Publié le - - Collectivités

Chantier de réhabilitation - Grand Hôtel-Dieu de Lyon : la renaissance
(DR)

Lieu emblématique de Lyon, en perpétuelle mutation, l’hôpital se révèle désormais inadapté à la médecine moderne.

Son second souffle, l’Hôtel-Dieu va le trouver en redevenant le carrefour de vie sociale et professionnelle qu’il a été au fil des siècles. Un espace ouvert et dynamique qui offre une multitude de services aux Lyonnais.
Il revenait à Didier Repellin, architecte en chef des Monuments Historiques, le site est entièrement classé, et à Bernard Vitiello, directeur-adjoint Eiffage Immobilier Centre-Est de revenir sur la genèse d’un projet qui aura demandé plusieurs années de gestation, le temps que le site délaisse peu à peu sa vocation première dédiée à la santé des Lyonnais, et qui aura au fil des siècles s’adapter aux évolutions technologiques de la médecine jusqu’à finir par jeter l’éponge devant des avancées devenues trop importantes pour lui.
Il revenait tout naturellement à Didier Repellin de brosser hâtivement l’état des lieux d’un site architectural marqué par la patte créatrice d’un architecte français emblématique, Jacques-Germain Soufflot (1713-1780) qui a conçu ce chef-d’oeuvre architectural qui sera par la suite peaufi né par le temps.
Loin de faire table rase du passé, le projet Eiffage retenu par les édiles fait le choix de rendre tous ses éclats à ce joyau architectural et de l’ouvrir au maximum sur la ville en ouvrant de nouveaux lieux publics de déambulation que sont les cours, aujourd’hui fermées, l’une d’entre elles accueillant même un jardin de plantes médicinales, et même l’emblématique grand dôme qui aura vocation de quasi place publique.
Figure de proue de cet ensemble monumental, un hôtel de luxe de 147 chambres, sous une enseigne prestigieuse, celle d’Intercontinental, partie visible de l’iceberg, elle servira de locomotive à un vaste complexe (voir les chiffres en encadré) dédié au tertiaire avec des surfaces de bureaux, un centre de congrès axé plus spécifi quement à l’univers de la santé, des commerces, quelques places de parking, et un musée qui à minima conservera les actuelles collections du musée des Hospices Civils de Lyon, implanté jusqu’alors sur 1 000 m2 mais qui pourrait voir sa surface accrue jusqu’à 4 000 m2 et sa vocation élargie pour devenir un véritable musée de la santé « une hypothèse sur laquelle nous travaillons activement, mais pour laquelle il faudra trouver les financements », reconnaît Bernard Vitiello.

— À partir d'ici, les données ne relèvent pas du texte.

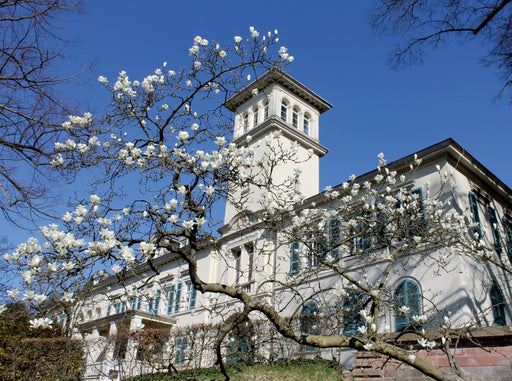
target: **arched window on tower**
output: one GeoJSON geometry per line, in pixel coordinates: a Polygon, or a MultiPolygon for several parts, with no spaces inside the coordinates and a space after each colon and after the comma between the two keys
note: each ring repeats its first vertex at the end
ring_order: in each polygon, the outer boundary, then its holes
{"type": "Polygon", "coordinates": [[[404,280],[395,290],[396,332],[421,329],[412,319],[413,316],[421,314],[420,287],[410,279],[404,280]]]}
{"type": "Polygon", "coordinates": [[[258,125],[258,117],[259,117],[259,109],[258,106],[254,106],[252,109],[252,128],[256,127],[258,125]]]}
{"type": "Polygon", "coordinates": [[[491,297],[492,316],[494,318],[493,325],[495,327],[503,327],[507,325],[507,320],[505,318],[505,298],[503,297],[503,293],[501,292],[500,287],[493,282],[489,290],[489,294],[491,297]]]}
{"type": "Polygon", "coordinates": [[[311,117],[309,114],[304,114],[304,120],[303,120],[303,131],[306,135],[309,135],[309,124],[310,124],[311,117]]]}
{"type": "Polygon", "coordinates": [[[299,127],[299,108],[297,106],[292,111],[292,126],[295,128],[299,127]]]}
{"type": "Polygon", "coordinates": [[[286,99],[281,101],[281,119],[284,122],[288,119],[288,101],[286,99]]]}
{"type": "Polygon", "coordinates": [[[242,116],[242,126],[244,128],[244,134],[249,130],[249,114],[245,113],[242,116]]]}
{"type": "Polygon", "coordinates": [[[264,100],[263,101],[263,120],[267,120],[268,119],[268,100],[264,100]]]}

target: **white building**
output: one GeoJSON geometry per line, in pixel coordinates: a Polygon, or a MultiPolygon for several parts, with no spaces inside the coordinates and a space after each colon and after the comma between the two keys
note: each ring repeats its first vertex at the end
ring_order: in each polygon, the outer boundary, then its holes
{"type": "MultiPolygon", "coordinates": [[[[279,183],[300,167],[300,174],[293,184],[284,184],[293,191],[290,200],[294,195],[301,195],[306,200],[300,208],[311,205],[336,208],[334,197],[326,192],[319,193],[319,159],[327,153],[320,144],[320,115],[331,107],[328,102],[275,69],[228,100],[226,107],[235,113],[234,142],[238,146],[253,146],[255,156],[262,158],[268,157],[277,145],[280,149],[294,147],[298,160],[277,163],[270,175],[274,183],[279,183]],[[272,140],[271,144],[258,146],[275,131],[281,133],[275,143],[272,140]],[[247,139],[248,136],[251,139],[247,139]]],[[[269,169],[267,164],[263,168],[258,170],[269,169]]],[[[417,255],[401,252],[386,276],[389,300],[379,313],[377,330],[385,332],[389,327],[392,332],[403,331],[421,324],[427,329],[434,329],[435,324],[443,324],[446,315],[450,315],[453,327],[511,324],[512,315],[507,301],[512,298],[512,289],[507,283],[506,272],[500,268],[500,264],[509,268],[512,260],[511,189],[451,139],[390,163],[386,168],[396,171],[397,178],[405,176],[405,181],[392,188],[405,189],[412,197],[409,202],[421,204],[428,194],[440,192],[438,199],[449,200],[454,210],[461,213],[469,210],[477,223],[475,230],[483,236],[484,245],[489,249],[485,252],[492,253],[496,265],[478,262],[464,255],[441,262],[446,252],[436,245],[422,246],[423,251],[417,255]],[[411,170],[411,165],[414,170],[411,170]],[[449,182],[453,187],[442,186],[444,173],[452,174],[449,182]],[[397,298],[401,298],[400,301],[397,298]],[[398,306],[405,306],[409,311],[398,312],[398,306]],[[411,320],[414,315],[424,315],[428,321],[416,324],[411,320]]],[[[364,186],[366,181],[374,182],[378,174],[374,170],[361,175],[350,182],[350,187],[353,184],[364,186]]],[[[342,197],[350,192],[350,188],[341,184],[333,191],[342,197]]],[[[359,314],[359,310],[365,308],[362,306],[364,297],[351,290],[353,287],[346,279],[342,280],[339,272],[323,266],[321,258],[311,253],[312,246],[319,244],[318,234],[313,234],[313,243],[308,245],[309,238],[301,237],[294,241],[284,233],[258,225],[261,223],[258,211],[261,199],[266,197],[265,192],[253,186],[233,190],[233,200],[239,203],[227,203],[224,226],[219,229],[220,237],[215,242],[204,243],[197,259],[200,278],[205,282],[238,286],[250,295],[259,295],[282,311],[284,316],[302,316],[298,324],[306,333],[323,333],[332,327],[338,330],[338,334],[344,330],[346,335],[357,335],[357,328],[364,324],[359,314]],[[290,286],[292,283],[293,288],[290,286]],[[340,291],[344,288],[344,292],[336,294],[338,302],[334,304],[332,293],[329,294],[331,299],[320,293],[320,290],[340,291]],[[303,299],[294,294],[294,290],[303,299]],[[322,318],[317,319],[318,316],[322,318]],[[322,323],[312,323],[315,319],[322,323]]],[[[363,211],[360,203],[351,205],[353,211],[347,213],[356,215],[363,211]]],[[[350,216],[346,217],[348,220],[350,216]]],[[[378,282],[382,279],[379,266],[384,266],[386,261],[372,259],[365,254],[380,250],[376,247],[377,239],[373,235],[354,234],[350,245],[348,240],[343,240],[343,245],[337,247],[342,241],[340,218],[343,216],[338,214],[325,221],[322,244],[327,247],[333,243],[332,250],[328,250],[331,254],[329,261],[336,262],[358,282],[364,281],[368,285],[378,282]]],[[[411,231],[410,226],[404,229],[411,231]]],[[[182,248],[187,249],[186,245],[182,248]]],[[[195,339],[191,339],[190,334],[199,332],[197,327],[200,325],[211,326],[221,322],[241,304],[224,296],[197,292],[190,281],[188,267],[176,255],[164,253],[153,260],[152,266],[141,266],[122,283],[115,277],[95,282],[92,296],[82,302],[76,332],[90,344],[86,374],[89,379],[166,368],[169,362],[176,367],[213,362],[213,353],[209,350],[205,350],[200,358],[197,358],[197,352],[194,359],[187,356],[188,350],[198,344],[194,340],[208,336],[197,334],[195,339]],[[155,268],[158,273],[155,273],[155,268]],[[136,289],[142,293],[135,292],[136,289]],[[170,344],[159,348],[167,353],[165,364],[157,360],[156,355],[153,356],[153,364],[147,358],[144,362],[140,344],[144,332],[171,328],[170,344]],[[138,336],[133,332],[138,332],[138,336]],[[182,336],[176,332],[181,332],[182,336]]],[[[258,319],[257,316],[251,317],[253,321],[258,319]]],[[[285,340],[280,344],[257,346],[255,351],[263,357],[319,353],[312,347],[299,347],[285,340]]],[[[240,344],[237,348],[245,350],[240,344]]],[[[329,349],[321,353],[345,363],[353,360],[351,351],[329,349]]]]}

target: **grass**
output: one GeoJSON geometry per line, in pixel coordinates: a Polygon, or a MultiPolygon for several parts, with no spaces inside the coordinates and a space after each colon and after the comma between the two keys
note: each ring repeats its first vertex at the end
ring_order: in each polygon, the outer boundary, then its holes
{"type": "MultiPolygon", "coordinates": [[[[342,378],[342,366],[335,361],[280,360],[272,364],[237,364],[228,367],[233,381],[338,381],[342,378]]],[[[212,381],[224,380],[216,368],[184,370],[178,374],[153,374],[139,376],[132,381],[212,381]]]]}

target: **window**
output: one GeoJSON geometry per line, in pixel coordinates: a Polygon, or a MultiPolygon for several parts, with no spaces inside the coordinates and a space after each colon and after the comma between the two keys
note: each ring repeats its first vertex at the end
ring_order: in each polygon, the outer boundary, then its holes
{"type": "Polygon", "coordinates": [[[140,310],[140,304],[141,304],[141,298],[140,298],[140,295],[139,295],[139,296],[135,296],[135,297],[132,299],[131,309],[132,309],[132,310],[140,310]]]}
{"type": "Polygon", "coordinates": [[[512,262],[512,222],[509,217],[503,216],[501,219],[503,230],[505,231],[505,238],[507,240],[507,254],[512,262]]]}
{"type": "MultiPolygon", "coordinates": [[[[181,284],[181,283],[180,283],[181,284]]],[[[180,338],[176,341],[176,365],[181,365],[185,362],[185,351],[187,350],[187,339],[180,338]]]]}
{"type": "Polygon", "coordinates": [[[489,206],[489,222],[491,223],[492,236],[494,238],[494,248],[496,252],[501,254],[503,252],[501,244],[501,234],[498,226],[498,217],[496,215],[496,209],[489,206]]]}
{"type": "Polygon", "coordinates": [[[192,282],[187,285],[187,300],[188,308],[193,310],[196,308],[197,290],[194,288],[192,282]]]}
{"type": "Polygon", "coordinates": [[[108,305],[107,307],[107,315],[106,316],[110,316],[110,310],[112,309],[112,305],[108,305]]]}
{"type": "Polygon", "coordinates": [[[235,284],[239,284],[242,273],[242,250],[234,250],[233,257],[235,258],[235,284]]]}
{"type": "Polygon", "coordinates": [[[259,110],[258,110],[258,106],[254,106],[254,108],[252,109],[252,128],[256,127],[258,125],[258,113],[259,113],[259,110]]]}
{"type": "Polygon", "coordinates": [[[357,329],[366,325],[361,316],[364,309],[364,295],[359,291],[350,290],[343,300],[343,334],[345,336],[357,335],[357,329]]]}
{"type": "Polygon", "coordinates": [[[299,108],[294,107],[292,111],[292,125],[295,128],[299,127],[299,108]]]}
{"type": "MultiPolygon", "coordinates": [[[[318,334],[318,304],[314,301],[309,301],[304,304],[300,312],[300,330],[305,334],[316,335],[318,334]]],[[[316,350],[315,347],[306,346],[306,351],[311,352],[316,350]]]]}
{"type": "Polygon", "coordinates": [[[254,266],[254,246],[247,245],[245,246],[245,251],[247,251],[247,256],[249,257],[249,269],[247,270],[247,282],[252,282],[252,268],[254,266]]]}
{"type": "Polygon", "coordinates": [[[359,223],[357,224],[357,228],[352,233],[355,235],[354,239],[354,248],[356,253],[361,253],[365,251],[371,250],[375,245],[375,236],[373,236],[371,231],[371,216],[368,213],[365,213],[360,217],[359,223]]]}
{"type": "Polygon", "coordinates": [[[167,315],[172,314],[174,311],[175,298],[176,298],[176,285],[173,284],[169,288],[169,293],[168,293],[168,297],[167,297],[167,315]]]}
{"type": "Polygon", "coordinates": [[[268,119],[268,101],[263,102],[263,120],[268,119]]]}
{"type": "Polygon", "coordinates": [[[478,238],[482,238],[482,229],[480,227],[480,214],[478,213],[478,200],[476,195],[469,192],[469,207],[471,208],[471,214],[473,215],[473,222],[477,225],[474,232],[478,234],[478,238]]]}
{"type": "Polygon", "coordinates": [[[290,249],[290,275],[300,271],[300,244],[293,242],[290,249]]]}
{"type": "Polygon", "coordinates": [[[418,284],[404,280],[395,290],[395,330],[397,332],[417,330],[412,317],[421,315],[421,292],[418,284]]]}
{"type": "Polygon", "coordinates": [[[167,298],[167,314],[177,313],[181,307],[181,282],[173,284],[169,288],[169,295],[167,298]]]}
{"type": "Polygon", "coordinates": [[[319,256],[323,256],[325,252],[324,245],[320,242],[312,242],[310,243],[308,250],[308,267],[314,268],[320,266],[320,262],[318,261],[319,256]]]}
{"type": "Polygon", "coordinates": [[[148,312],[150,314],[158,314],[158,307],[160,306],[160,294],[161,291],[157,290],[155,296],[149,299],[148,312]]]}
{"type": "Polygon", "coordinates": [[[244,134],[249,130],[249,114],[245,113],[243,115],[242,125],[244,128],[244,134]]]}
{"type": "Polygon", "coordinates": [[[491,285],[489,294],[491,296],[491,308],[494,318],[493,325],[495,327],[507,325],[507,320],[505,319],[505,298],[503,298],[503,293],[496,283],[493,282],[491,285]]]}
{"type": "Polygon", "coordinates": [[[120,314],[121,312],[126,311],[126,303],[125,302],[117,302],[114,305],[114,309],[116,311],[116,314],[120,314]]]}
{"type": "Polygon", "coordinates": [[[306,114],[304,115],[304,120],[303,120],[303,131],[306,135],[309,135],[309,115],[306,114]]]}
{"type": "Polygon", "coordinates": [[[281,119],[284,122],[288,119],[288,103],[284,100],[281,102],[281,119]]]}

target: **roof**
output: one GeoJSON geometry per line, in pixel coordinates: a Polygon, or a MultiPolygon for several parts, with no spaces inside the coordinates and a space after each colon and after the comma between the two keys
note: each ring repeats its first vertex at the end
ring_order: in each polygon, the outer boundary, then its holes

Il convient également de souligner que la chapelle est hors projet, et conserve sa vocation première.
Juridiquement, les Hospices Civils de Lyon restent le propriétaire bailleur et concède un bail emphytéotique de 94 ans, en fait 90 ans plus 4 ans de travaux, à Eiffage Construction international qui assure le financement. Et, l’enveloppe n’est pas mince, de l’ordre de 150 M€, soit la moitié du viaduc de Millau qu’a réalisé Eiffage. Des chiffres qui permettent à Didier Repellin d’affirmer que ce grand Hôtel- Dieu de Lyon est le plus grand chantier de réhabilitation en cours au plan national.
Concrètement, les travaux devraient démarrer au début de l’année prochaine pour une durée de 47 mois, c’est donc à l’horizon 2016 que les Lyonnais et leurs hôtes pourront s’approprier ce « nouveau » lieu, avec la livraison d’un première tranche, celle des bâtiments neufs de la rue Bellecordière dès 2015. D’ici là, les passants peuvent d’ores et déjà, jusqu’au 1er mars, découvrir les lieux grâce à une exposition de photographies d’Yves Marchand et Romain Meffre, présentée sur les façades.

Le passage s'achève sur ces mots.